At the pinnacle of Victorian prudishness, when ignorance and disease were the order of the day, rusty surgical tools were prevalent and bleeding with leeches was a popular treatment for everything from gout to gonorrhea. Hysteria was the term used to diagnose nervous conditions in women suffering every sexual disorder from frigidity to an overstimulated uterus. This is the true story of Dr. Mortimer Granville (played by the charming Hugh Dancy), a progressive doctor devoted to advancing the suppressed sexual pleasure of women, enriched with witty dialogue, elegant production values and an intelligent screenplay that expands the historical canvas of life in London to include class prejudices as well as social hypocrisy. Disillusioned with the medieval practice of medicine in an England of chaos (this is also the year of Jack the Ripper and the Elephant Man), Dr. Granville was ready to denounce his Hippocratic Oath when he found employment as an assistant to Dr. Robert Dalrymple (Jonathan Pryce), an elderly “specialist” experimenting with the treatment of housewives with sex problems and a foremost expert on the subject of “hysteria.” Eschewing warm baths and horseback riding in favor of vaginal massages, his business was already booming. But when the younger, more appealing Dr. Granville develops his own brand of manual finger manipulation, eager patients filled the waiting room with renewed reason to come out of their corsets. What nobody ever thought possible was the mysterious fact that all of these stressed-out women were experiencing something nobody had considered: They were just plain horny!
The result was heaven for the patients, but hell on the doctor’s hand. Suffering from severe cramps and nerve spasms that required the use of a cast, the good doctor turned to a goofy prissy-pot friend with a passion for gadgets named Edmund St. John-Smythe (a hilarious Rupert Everett) to invent a motor-driven stimulus that could be applied to a woman’s lower anatomy without overtaxing the wrist and fingers. The result was nothing short of a revolution. In the plot trajectory, Dr. Granville also attracted the attention of the elderly Dr. Dalrymple’s two daughters: placid, proper, obedient and favorite daughter Emily (Felicity Jones) and headstrong, outspoken Charlotte (a marvelous Maggie Gyllenhaal), a suffragette who disgraces her father by running a settlement house for the impoverished prostitutes of the East End slums. There is evidence galore that the vibrator contributed to the sexual independence of enlightened free-thinkers in the future of liberated women everywhere. Muffled praise of the vibrator eventually gave way to cries of “Heigh-ho, the dildo!”
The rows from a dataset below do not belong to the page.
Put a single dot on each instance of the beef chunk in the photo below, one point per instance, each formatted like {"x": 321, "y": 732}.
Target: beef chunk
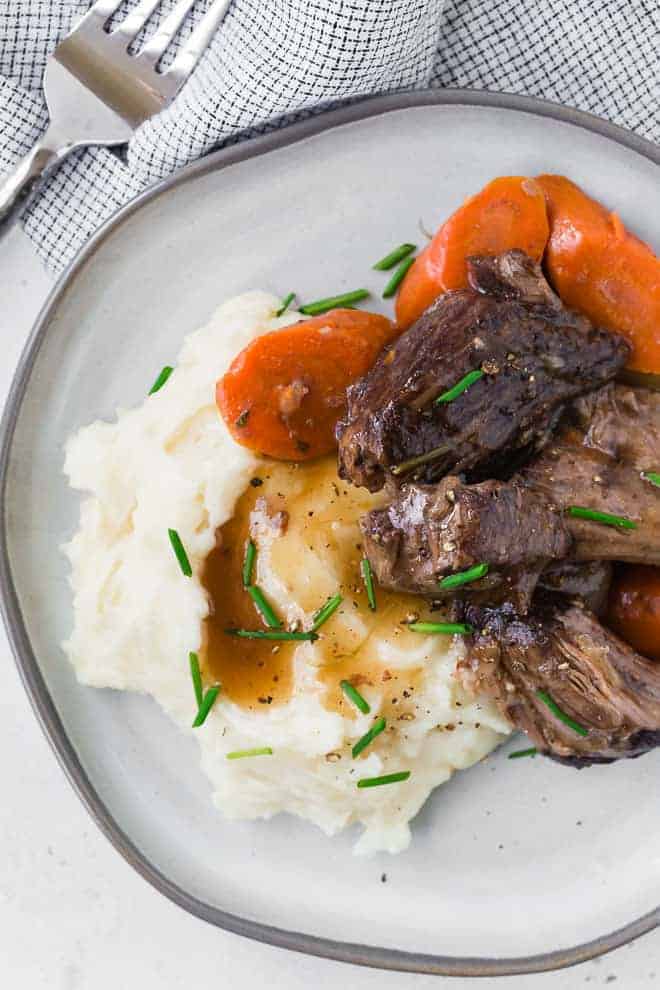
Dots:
{"x": 535, "y": 355}
{"x": 589, "y": 580}
{"x": 621, "y": 422}
{"x": 518, "y": 527}
{"x": 594, "y": 678}
{"x": 432, "y": 530}
{"x": 569, "y": 473}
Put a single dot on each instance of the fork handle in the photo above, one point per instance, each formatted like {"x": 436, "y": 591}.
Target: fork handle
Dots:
{"x": 20, "y": 185}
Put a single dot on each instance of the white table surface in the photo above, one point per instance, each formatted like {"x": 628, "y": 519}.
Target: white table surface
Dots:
{"x": 75, "y": 916}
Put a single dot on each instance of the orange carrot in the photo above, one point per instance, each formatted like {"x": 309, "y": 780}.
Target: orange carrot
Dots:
{"x": 602, "y": 270}
{"x": 634, "y": 608}
{"x": 284, "y": 393}
{"x": 508, "y": 213}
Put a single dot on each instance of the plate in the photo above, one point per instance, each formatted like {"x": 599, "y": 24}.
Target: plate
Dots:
{"x": 516, "y": 866}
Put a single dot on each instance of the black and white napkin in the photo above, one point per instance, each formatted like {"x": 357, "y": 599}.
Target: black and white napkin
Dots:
{"x": 273, "y": 61}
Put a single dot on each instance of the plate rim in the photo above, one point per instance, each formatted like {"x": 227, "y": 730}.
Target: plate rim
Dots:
{"x": 25, "y": 658}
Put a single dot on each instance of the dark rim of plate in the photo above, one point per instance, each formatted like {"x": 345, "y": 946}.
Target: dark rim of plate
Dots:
{"x": 28, "y": 666}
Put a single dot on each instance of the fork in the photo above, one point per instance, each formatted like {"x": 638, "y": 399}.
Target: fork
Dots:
{"x": 98, "y": 92}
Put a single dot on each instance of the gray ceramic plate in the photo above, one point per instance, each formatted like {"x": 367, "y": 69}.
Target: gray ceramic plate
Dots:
{"x": 515, "y": 866}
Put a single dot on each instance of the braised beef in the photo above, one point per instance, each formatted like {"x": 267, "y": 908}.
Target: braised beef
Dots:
{"x": 518, "y": 527}
{"x": 588, "y": 580}
{"x": 569, "y": 474}
{"x": 429, "y": 531}
{"x": 611, "y": 694}
{"x": 535, "y": 356}
{"x": 622, "y": 422}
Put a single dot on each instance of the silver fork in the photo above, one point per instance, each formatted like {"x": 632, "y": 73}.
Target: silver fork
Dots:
{"x": 97, "y": 92}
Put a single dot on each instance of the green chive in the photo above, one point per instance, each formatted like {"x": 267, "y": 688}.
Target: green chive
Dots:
{"x": 354, "y": 695}
{"x": 326, "y": 611}
{"x": 279, "y": 634}
{"x": 180, "y": 552}
{"x": 368, "y": 578}
{"x": 397, "y": 277}
{"x": 390, "y": 778}
{"x": 239, "y": 754}
{"x": 206, "y": 706}
{"x": 391, "y": 259}
{"x": 286, "y": 302}
{"x": 368, "y": 737}
{"x": 519, "y": 753}
{"x": 162, "y": 378}
{"x": 446, "y": 628}
{"x": 460, "y": 387}
{"x": 248, "y": 562}
{"x": 562, "y": 716}
{"x": 333, "y": 302}
{"x": 196, "y": 675}
{"x": 431, "y": 455}
{"x": 579, "y": 512}
{"x": 464, "y": 577}
{"x": 264, "y": 606}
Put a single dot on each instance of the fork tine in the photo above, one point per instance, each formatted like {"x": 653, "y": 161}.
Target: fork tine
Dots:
{"x": 135, "y": 20}
{"x": 156, "y": 46}
{"x": 199, "y": 40}
{"x": 103, "y": 9}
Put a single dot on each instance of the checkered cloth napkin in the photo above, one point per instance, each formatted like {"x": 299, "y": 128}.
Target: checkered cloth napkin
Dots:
{"x": 273, "y": 61}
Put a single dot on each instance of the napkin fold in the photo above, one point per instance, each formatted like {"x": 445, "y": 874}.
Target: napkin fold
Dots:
{"x": 275, "y": 61}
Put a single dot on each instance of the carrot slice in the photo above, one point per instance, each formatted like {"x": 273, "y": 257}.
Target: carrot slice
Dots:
{"x": 284, "y": 393}
{"x": 508, "y": 213}
{"x": 634, "y": 608}
{"x": 602, "y": 270}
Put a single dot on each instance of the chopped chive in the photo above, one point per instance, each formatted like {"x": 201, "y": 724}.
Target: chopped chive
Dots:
{"x": 239, "y": 754}
{"x": 162, "y": 378}
{"x": 180, "y": 552}
{"x": 368, "y": 737}
{"x": 248, "y": 562}
{"x": 368, "y": 578}
{"x": 389, "y": 778}
{"x": 286, "y": 302}
{"x": 397, "y": 277}
{"x": 448, "y": 628}
{"x": 264, "y": 606}
{"x": 332, "y": 302}
{"x": 196, "y": 675}
{"x": 427, "y": 458}
{"x": 519, "y": 753}
{"x": 579, "y": 512}
{"x": 354, "y": 695}
{"x": 326, "y": 611}
{"x": 464, "y": 577}
{"x": 206, "y": 706}
{"x": 280, "y": 634}
{"x": 562, "y": 716}
{"x": 391, "y": 259}
{"x": 460, "y": 387}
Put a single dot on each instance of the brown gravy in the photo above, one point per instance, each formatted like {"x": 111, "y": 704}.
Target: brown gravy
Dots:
{"x": 253, "y": 673}
{"x": 258, "y": 673}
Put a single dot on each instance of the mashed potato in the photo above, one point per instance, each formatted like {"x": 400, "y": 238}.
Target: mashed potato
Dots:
{"x": 171, "y": 463}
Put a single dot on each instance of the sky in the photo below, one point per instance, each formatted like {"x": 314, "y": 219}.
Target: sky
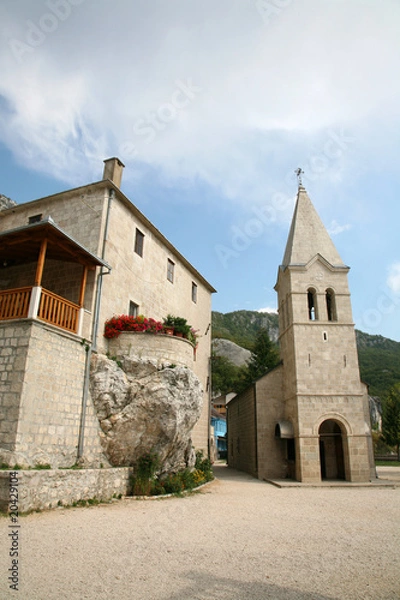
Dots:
{"x": 212, "y": 105}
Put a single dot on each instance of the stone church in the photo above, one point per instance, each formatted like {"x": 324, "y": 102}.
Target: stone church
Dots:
{"x": 307, "y": 419}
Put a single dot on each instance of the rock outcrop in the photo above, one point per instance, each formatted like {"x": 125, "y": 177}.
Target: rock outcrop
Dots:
{"x": 143, "y": 406}
{"x": 375, "y": 411}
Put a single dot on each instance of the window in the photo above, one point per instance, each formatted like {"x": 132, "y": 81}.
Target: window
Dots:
{"x": 194, "y": 292}
{"x": 34, "y": 219}
{"x": 170, "y": 271}
{"x": 139, "y": 240}
{"x": 330, "y": 305}
{"x": 133, "y": 309}
{"x": 312, "y": 305}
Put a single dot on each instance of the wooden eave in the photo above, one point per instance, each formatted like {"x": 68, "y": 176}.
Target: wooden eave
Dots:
{"x": 108, "y": 184}
{"x": 22, "y": 245}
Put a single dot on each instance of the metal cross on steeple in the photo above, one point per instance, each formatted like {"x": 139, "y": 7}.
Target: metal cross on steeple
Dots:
{"x": 299, "y": 172}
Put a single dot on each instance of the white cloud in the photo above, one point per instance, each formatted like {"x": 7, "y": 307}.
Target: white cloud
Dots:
{"x": 271, "y": 93}
{"x": 334, "y": 228}
{"x": 393, "y": 280}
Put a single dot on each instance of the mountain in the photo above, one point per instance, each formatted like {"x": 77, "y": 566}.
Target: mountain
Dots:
{"x": 242, "y": 326}
{"x": 379, "y": 357}
{"x": 237, "y": 355}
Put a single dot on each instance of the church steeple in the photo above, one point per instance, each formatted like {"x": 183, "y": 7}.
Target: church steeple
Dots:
{"x": 308, "y": 236}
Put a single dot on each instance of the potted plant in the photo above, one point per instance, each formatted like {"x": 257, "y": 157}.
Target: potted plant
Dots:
{"x": 181, "y": 327}
{"x": 168, "y": 323}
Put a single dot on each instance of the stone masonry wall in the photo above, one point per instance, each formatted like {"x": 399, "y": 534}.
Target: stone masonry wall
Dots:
{"x": 272, "y": 463}
{"x": 14, "y": 340}
{"x": 48, "y": 488}
{"x": 242, "y": 434}
{"x": 49, "y": 391}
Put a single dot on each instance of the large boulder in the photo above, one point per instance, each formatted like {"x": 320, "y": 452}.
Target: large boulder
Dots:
{"x": 235, "y": 354}
{"x": 143, "y": 406}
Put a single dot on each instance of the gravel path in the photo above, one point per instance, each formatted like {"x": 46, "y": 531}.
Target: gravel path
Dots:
{"x": 239, "y": 539}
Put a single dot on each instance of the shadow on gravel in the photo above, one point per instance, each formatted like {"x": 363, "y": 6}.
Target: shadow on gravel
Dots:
{"x": 225, "y": 473}
{"x": 203, "y": 586}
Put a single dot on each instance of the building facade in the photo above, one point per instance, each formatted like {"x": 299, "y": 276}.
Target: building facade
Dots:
{"x": 71, "y": 261}
{"x": 308, "y": 419}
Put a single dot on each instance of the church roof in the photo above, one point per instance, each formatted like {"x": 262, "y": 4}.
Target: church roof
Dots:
{"x": 308, "y": 236}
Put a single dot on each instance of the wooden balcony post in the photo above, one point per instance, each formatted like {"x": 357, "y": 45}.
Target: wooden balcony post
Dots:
{"x": 83, "y": 287}
{"x": 34, "y": 302}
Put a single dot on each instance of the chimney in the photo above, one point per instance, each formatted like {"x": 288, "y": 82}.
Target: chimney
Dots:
{"x": 113, "y": 170}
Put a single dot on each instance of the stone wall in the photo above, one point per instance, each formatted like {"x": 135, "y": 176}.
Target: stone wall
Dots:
{"x": 272, "y": 460}
{"x": 48, "y": 488}
{"x": 14, "y": 341}
{"x": 156, "y": 347}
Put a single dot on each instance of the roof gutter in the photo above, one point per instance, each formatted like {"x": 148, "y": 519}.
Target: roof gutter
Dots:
{"x": 92, "y": 347}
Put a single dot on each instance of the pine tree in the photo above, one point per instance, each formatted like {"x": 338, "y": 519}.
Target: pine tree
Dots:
{"x": 264, "y": 356}
{"x": 391, "y": 418}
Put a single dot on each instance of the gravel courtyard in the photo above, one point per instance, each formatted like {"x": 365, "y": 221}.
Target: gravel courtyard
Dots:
{"x": 237, "y": 539}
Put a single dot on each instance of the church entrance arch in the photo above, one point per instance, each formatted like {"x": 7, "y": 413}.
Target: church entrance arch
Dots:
{"x": 331, "y": 451}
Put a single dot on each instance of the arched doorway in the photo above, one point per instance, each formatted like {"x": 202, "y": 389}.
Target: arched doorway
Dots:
{"x": 331, "y": 450}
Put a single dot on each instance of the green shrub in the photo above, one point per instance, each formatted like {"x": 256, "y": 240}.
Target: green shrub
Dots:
{"x": 143, "y": 480}
{"x": 173, "y": 484}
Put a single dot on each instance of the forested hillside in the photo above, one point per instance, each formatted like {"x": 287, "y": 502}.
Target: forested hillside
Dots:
{"x": 379, "y": 357}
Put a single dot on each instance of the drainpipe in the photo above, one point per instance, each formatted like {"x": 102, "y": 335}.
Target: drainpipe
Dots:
{"x": 92, "y": 347}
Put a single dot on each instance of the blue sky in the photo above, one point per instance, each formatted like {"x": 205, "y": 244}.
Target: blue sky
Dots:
{"x": 212, "y": 105}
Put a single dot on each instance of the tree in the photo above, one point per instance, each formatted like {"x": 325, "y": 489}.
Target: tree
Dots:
{"x": 391, "y": 418}
{"x": 264, "y": 357}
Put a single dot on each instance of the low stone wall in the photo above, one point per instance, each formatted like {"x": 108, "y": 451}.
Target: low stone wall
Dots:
{"x": 48, "y": 488}
{"x": 159, "y": 347}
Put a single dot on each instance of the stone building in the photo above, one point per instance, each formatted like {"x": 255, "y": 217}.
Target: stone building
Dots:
{"x": 69, "y": 262}
{"x": 307, "y": 419}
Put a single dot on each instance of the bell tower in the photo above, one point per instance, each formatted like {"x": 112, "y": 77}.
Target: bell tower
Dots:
{"x": 323, "y": 396}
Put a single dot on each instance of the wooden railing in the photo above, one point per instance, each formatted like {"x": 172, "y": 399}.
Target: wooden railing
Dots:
{"x": 58, "y": 311}
{"x": 14, "y": 304}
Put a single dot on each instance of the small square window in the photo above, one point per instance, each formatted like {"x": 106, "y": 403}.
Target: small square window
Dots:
{"x": 133, "y": 309}
{"x": 194, "y": 292}
{"x": 139, "y": 241}
{"x": 170, "y": 271}
{"x": 35, "y": 219}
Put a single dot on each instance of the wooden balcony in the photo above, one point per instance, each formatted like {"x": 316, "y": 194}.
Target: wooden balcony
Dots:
{"x": 16, "y": 304}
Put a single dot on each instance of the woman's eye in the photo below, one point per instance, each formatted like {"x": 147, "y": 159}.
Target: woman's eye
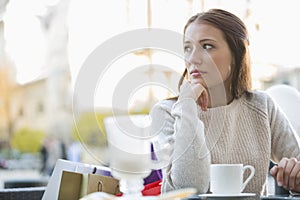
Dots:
{"x": 207, "y": 46}
{"x": 187, "y": 49}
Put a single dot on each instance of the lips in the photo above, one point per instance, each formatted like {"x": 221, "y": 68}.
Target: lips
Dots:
{"x": 197, "y": 73}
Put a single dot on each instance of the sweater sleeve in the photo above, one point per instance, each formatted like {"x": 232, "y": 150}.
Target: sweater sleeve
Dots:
{"x": 285, "y": 141}
{"x": 180, "y": 125}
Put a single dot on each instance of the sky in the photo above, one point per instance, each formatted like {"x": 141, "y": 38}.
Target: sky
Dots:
{"x": 92, "y": 22}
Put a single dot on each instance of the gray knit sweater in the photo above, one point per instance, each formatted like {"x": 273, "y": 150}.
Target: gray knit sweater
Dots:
{"x": 251, "y": 130}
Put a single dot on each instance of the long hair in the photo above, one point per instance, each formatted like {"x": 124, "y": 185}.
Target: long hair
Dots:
{"x": 236, "y": 36}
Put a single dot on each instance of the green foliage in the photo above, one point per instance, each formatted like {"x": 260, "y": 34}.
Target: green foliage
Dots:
{"x": 27, "y": 140}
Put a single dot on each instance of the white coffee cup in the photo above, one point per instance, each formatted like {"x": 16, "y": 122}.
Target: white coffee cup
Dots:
{"x": 228, "y": 178}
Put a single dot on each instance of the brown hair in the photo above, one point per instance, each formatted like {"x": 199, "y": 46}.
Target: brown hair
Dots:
{"x": 236, "y": 36}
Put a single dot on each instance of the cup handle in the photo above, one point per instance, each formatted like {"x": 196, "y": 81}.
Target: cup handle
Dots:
{"x": 249, "y": 177}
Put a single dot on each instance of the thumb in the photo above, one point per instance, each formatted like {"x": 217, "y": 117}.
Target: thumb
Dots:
{"x": 273, "y": 171}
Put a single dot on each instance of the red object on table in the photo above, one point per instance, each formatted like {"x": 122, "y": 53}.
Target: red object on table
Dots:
{"x": 151, "y": 189}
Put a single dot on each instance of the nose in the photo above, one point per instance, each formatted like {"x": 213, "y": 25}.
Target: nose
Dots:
{"x": 194, "y": 57}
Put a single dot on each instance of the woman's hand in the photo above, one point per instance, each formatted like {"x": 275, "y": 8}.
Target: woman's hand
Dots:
{"x": 195, "y": 91}
{"x": 287, "y": 174}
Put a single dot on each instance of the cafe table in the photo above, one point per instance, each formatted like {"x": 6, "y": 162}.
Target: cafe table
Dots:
{"x": 269, "y": 197}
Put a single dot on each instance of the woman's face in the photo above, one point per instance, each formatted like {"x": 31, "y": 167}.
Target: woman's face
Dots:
{"x": 207, "y": 55}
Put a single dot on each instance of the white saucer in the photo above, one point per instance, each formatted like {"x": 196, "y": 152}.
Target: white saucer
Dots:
{"x": 228, "y": 195}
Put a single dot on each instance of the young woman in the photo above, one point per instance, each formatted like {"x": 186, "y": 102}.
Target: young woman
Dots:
{"x": 217, "y": 118}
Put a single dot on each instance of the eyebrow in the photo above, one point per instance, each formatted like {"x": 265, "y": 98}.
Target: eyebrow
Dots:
{"x": 201, "y": 41}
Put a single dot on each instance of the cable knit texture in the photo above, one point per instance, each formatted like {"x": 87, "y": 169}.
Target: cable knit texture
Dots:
{"x": 251, "y": 130}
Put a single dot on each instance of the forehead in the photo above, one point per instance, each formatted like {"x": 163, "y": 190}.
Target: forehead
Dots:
{"x": 197, "y": 31}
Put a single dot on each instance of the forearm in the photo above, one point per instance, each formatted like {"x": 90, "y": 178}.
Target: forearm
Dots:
{"x": 191, "y": 158}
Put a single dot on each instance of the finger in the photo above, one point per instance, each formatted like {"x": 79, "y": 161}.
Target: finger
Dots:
{"x": 295, "y": 170}
{"x": 273, "y": 171}
{"x": 280, "y": 173}
{"x": 287, "y": 172}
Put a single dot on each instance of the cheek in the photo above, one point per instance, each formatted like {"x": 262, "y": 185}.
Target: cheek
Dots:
{"x": 224, "y": 66}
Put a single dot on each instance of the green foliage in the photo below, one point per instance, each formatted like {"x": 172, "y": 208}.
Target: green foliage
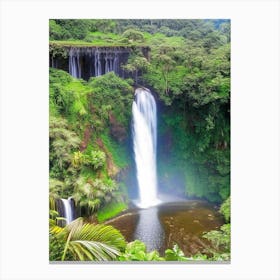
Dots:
{"x": 85, "y": 242}
{"x": 115, "y": 94}
{"x": 62, "y": 142}
{"x": 118, "y": 151}
{"x": 221, "y": 242}
{"x": 175, "y": 254}
{"x": 68, "y": 96}
{"x": 96, "y": 159}
{"x": 110, "y": 210}
{"x": 68, "y": 29}
{"x": 225, "y": 209}
{"x": 136, "y": 251}
{"x": 92, "y": 193}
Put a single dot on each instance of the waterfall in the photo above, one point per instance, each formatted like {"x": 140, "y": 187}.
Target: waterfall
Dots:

Instead of provocative prurience, Hysteria brims over with humor and sweetness. Far from dogmatic, it is agreeable, lyrical, carefully scripted and acted with great feeling by an exemplary cast. The film is also an eye-opening footnote to history as it depicts a time so backward that women with libido challenges were declared insane and sent to asylums or punished by court-ordered hysterectomies. Don’t miss the closing credits, displaying a wonderful collection of museum-quality illustrations of changing styles and designs from the mid-19th century to the ugly plastic drug store models of today. The liberating vibrator may have started out in Victorian England, but eventually made it to the Sears Roebuck catalogue and, in the final and funniest scene in the picture, even Buckingham Palace. A clever, quick-witted, informed and terrific movie!